「AI時代におけるグローバルな連帯」をテーマに、展示・対話・産業連携の全方位から未来の共創を提案
第8回世界人工知能大会(World Artificial Intelligence Conference/WAIC 2025)が、2025年7月26日から7月28日まで中国・上海で開催される。「AI時代におけるグローバルな連帯(Global Solidarity in the AI Era)」をテーマに掲げ、世界中から専門家、政策立案者、企業リーダーが一堂に会し、AI技術の革新とグローバル・ガバナンスのあり方を議論する国際フォーラムとなる。

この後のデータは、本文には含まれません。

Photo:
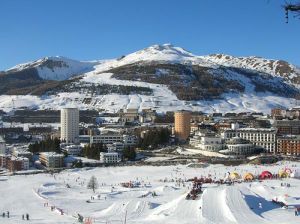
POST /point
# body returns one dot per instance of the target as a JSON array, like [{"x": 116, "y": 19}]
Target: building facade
[
  {"x": 289, "y": 145},
  {"x": 264, "y": 138},
  {"x": 182, "y": 125},
  {"x": 109, "y": 157},
  {"x": 52, "y": 160},
  {"x": 239, "y": 146},
  {"x": 69, "y": 125}
]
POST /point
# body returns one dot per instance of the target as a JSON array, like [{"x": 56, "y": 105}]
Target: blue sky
[{"x": 101, "y": 29}]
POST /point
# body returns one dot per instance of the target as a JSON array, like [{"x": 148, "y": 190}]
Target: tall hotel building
[
  {"x": 69, "y": 120},
  {"x": 182, "y": 124}
]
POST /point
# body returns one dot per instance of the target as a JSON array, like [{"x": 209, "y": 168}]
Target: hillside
[{"x": 160, "y": 76}]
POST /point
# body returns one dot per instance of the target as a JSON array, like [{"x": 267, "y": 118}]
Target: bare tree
[
  {"x": 294, "y": 8},
  {"x": 93, "y": 183}
]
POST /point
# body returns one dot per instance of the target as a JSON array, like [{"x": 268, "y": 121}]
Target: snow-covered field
[{"x": 240, "y": 203}]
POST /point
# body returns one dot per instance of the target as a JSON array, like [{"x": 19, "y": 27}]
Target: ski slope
[{"x": 111, "y": 202}]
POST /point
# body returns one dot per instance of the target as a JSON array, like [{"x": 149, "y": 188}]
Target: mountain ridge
[{"x": 189, "y": 80}]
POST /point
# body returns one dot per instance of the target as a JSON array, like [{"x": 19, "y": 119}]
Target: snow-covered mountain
[
  {"x": 161, "y": 76},
  {"x": 55, "y": 68}
]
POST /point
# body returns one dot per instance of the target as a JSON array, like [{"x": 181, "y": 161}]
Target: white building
[
  {"x": 115, "y": 147},
  {"x": 52, "y": 159},
  {"x": 2, "y": 146},
  {"x": 109, "y": 157},
  {"x": 71, "y": 149},
  {"x": 206, "y": 141},
  {"x": 260, "y": 137},
  {"x": 69, "y": 120},
  {"x": 239, "y": 146},
  {"x": 130, "y": 140},
  {"x": 25, "y": 162},
  {"x": 107, "y": 138}
]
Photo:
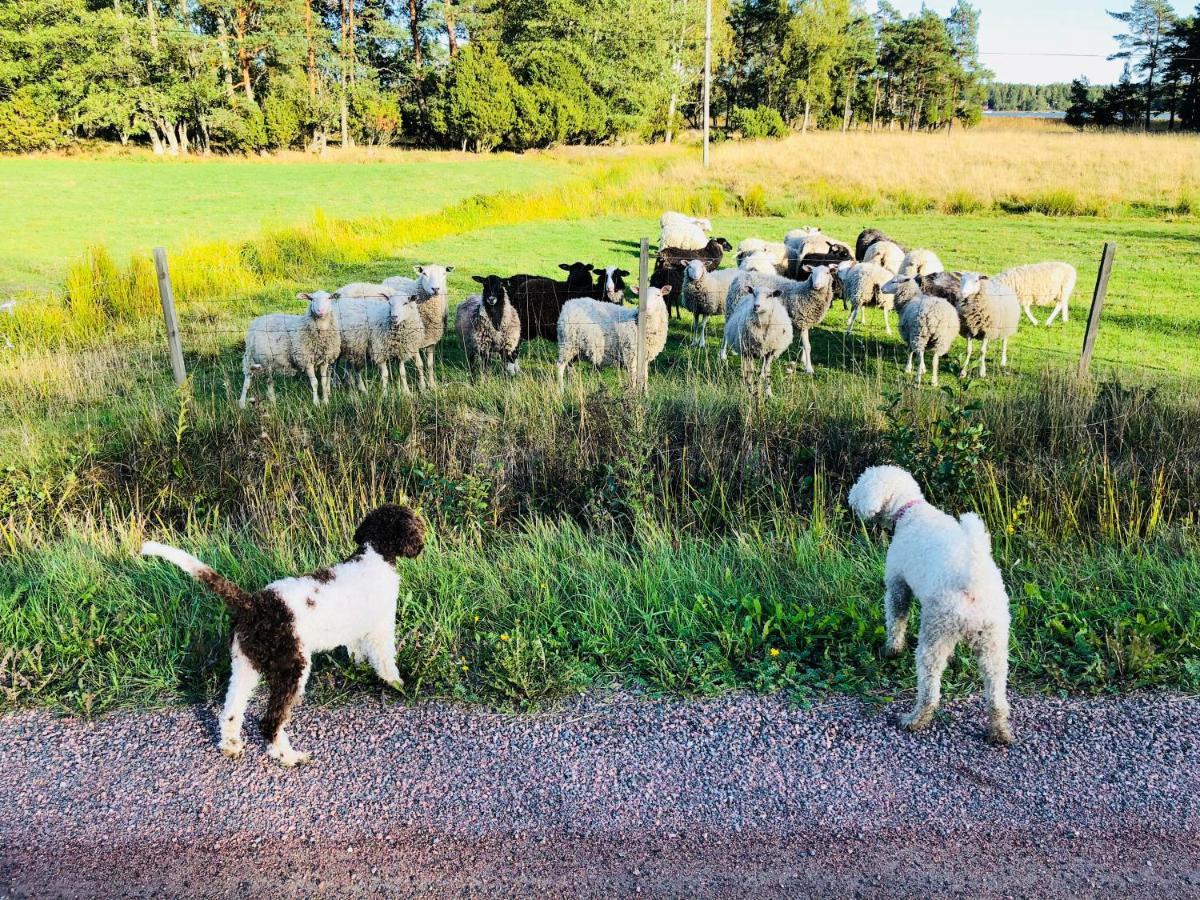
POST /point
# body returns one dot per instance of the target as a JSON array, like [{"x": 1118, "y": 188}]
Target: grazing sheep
[
  {"x": 432, "y": 295},
  {"x": 921, "y": 262},
  {"x": 927, "y": 323},
  {"x": 487, "y": 325},
  {"x": 376, "y": 333},
  {"x": 947, "y": 564},
  {"x": 1042, "y": 283},
  {"x": 759, "y": 330},
  {"x": 606, "y": 335},
  {"x": 282, "y": 343},
  {"x": 988, "y": 311},
  {"x": 671, "y": 219},
  {"x": 887, "y": 255},
  {"x": 869, "y": 237},
  {"x": 670, "y": 265},
  {"x": 777, "y": 251},
  {"x": 539, "y": 300},
  {"x": 862, "y": 285},
  {"x": 703, "y": 295}
]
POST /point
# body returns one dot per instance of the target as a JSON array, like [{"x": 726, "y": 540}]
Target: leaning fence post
[
  {"x": 1093, "y": 316},
  {"x": 168, "y": 315},
  {"x": 641, "y": 373}
]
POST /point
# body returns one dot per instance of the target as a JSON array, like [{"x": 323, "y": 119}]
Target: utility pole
[{"x": 708, "y": 69}]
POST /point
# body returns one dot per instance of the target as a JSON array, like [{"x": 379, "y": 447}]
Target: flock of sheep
[{"x": 777, "y": 291}]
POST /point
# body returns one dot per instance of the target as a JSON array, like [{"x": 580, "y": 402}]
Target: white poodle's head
[{"x": 882, "y": 491}]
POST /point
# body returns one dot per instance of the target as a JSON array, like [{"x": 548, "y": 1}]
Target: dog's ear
[{"x": 391, "y": 532}]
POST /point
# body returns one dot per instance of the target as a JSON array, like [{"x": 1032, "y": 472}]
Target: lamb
[
  {"x": 430, "y": 292},
  {"x": 886, "y": 253},
  {"x": 288, "y": 345},
  {"x": 759, "y": 329},
  {"x": 869, "y": 237},
  {"x": 539, "y": 300},
  {"x": 376, "y": 333},
  {"x": 927, "y": 322},
  {"x": 1042, "y": 283},
  {"x": 990, "y": 312},
  {"x": 921, "y": 262},
  {"x": 670, "y": 264},
  {"x": 703, "y": 295},
  {"x": 777, "y": 251},
  {"x": 487, "y": 325},
  {"x": 862, "y": 285},
  {"x": 606, "y": 335}
]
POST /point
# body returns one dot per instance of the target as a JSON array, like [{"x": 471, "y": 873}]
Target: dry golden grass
[{"x": 965, "y": 171}]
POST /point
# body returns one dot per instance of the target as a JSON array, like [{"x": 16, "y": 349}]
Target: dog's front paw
[
  {"x": 233, "y": 748},
  {"x": 289, "y": 759}
]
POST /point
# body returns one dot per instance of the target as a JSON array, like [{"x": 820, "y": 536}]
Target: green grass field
[
  {"x": 585, "y": 538},
  {"x": 55, "y": 208}
]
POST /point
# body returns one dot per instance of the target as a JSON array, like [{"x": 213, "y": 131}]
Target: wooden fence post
[
  {"x": 641, "y": 371},
  {"x": 168, "y": 315},
  {"x": 1093, "y": 316}
]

会場には30カ国以上から800超の出展者が集い、3000を超える展示が行われる予定。チューリング賞受賞者をはじめとする著名な研究者12人、国際機関の代表者、世界的企業の技術責任者などが参加し、AI研究の最新成果やグローバル課題への技術的アプローチを共有する。展示は4つのホールで構成され、H1は大規模言語モデルやチップ、データプラットフォームなどの「コアテクノロジー」、H2はインテリジェントドライビングやスマートシティーなどの「産業応用」、H3は人型ロボットや自律システムなどの「スマートデバイス」、H4はスタートアップ支援や投資家との接続を担う「エコシステム・コネクティビティー」を展開。これらが一体となって「AI能力回廊(AI Capability Corridor)」を形成する。会期中にはSAILアワード、優秀青少年論文アワード、BPAAグローバルアルゴリズムコンペティションなども実施され、若手人材や新興技術への注目が集まる。チューリングアワード受賞者による「経験の時代(Era of Experience)」と題した基調講演も予定されている。
上海とAI産業の融合
中国のAI産業拠点である上海では、2025年第1四半期にAI関連産業の市場規模が1180億元を突破し、AI人材の3分の1が集まると報告されている。WAICはこの地の都市資源を活かして、スマート技術を日常生活と結びつける「WAIC City Walk」を実施。ドローン通勤や低空経済といった先進技術の社会実装を体験できる。さらに、WAICは4つのサブブランドを通じたクローズドループ型のイノベーション・エコシステムを構築している。WAIC Future Tech は技術革新とリソースマッチング、WAIC CONNECT は実用的な商業需要の創出、WAIC UP! は思想的議論の共有、WAIC Young は次世代人材の育成を担い、それぞれが異なるアプローチでAIの未来を牽引している。
AIの未来とグローバルガバナンス
WAIC 2025は展示会としてだけでなく、AI技術とリスクガバナンスの国際的議論の場としても注目されている。今年は「中国AI安全コミットメント枠組み(China AI Safety Commitment Framework)」が発表され、協力と責任を軸としたグローバルな対話の強化が期待されている。「思考のインキュベーション、技術展示、産業の相乗効果、ルールの慎重な検討」という4本柱を軸に、WAIC 2025はインテリジェントな未来の共創に向けた「中国からの解答」を世界へ発信する。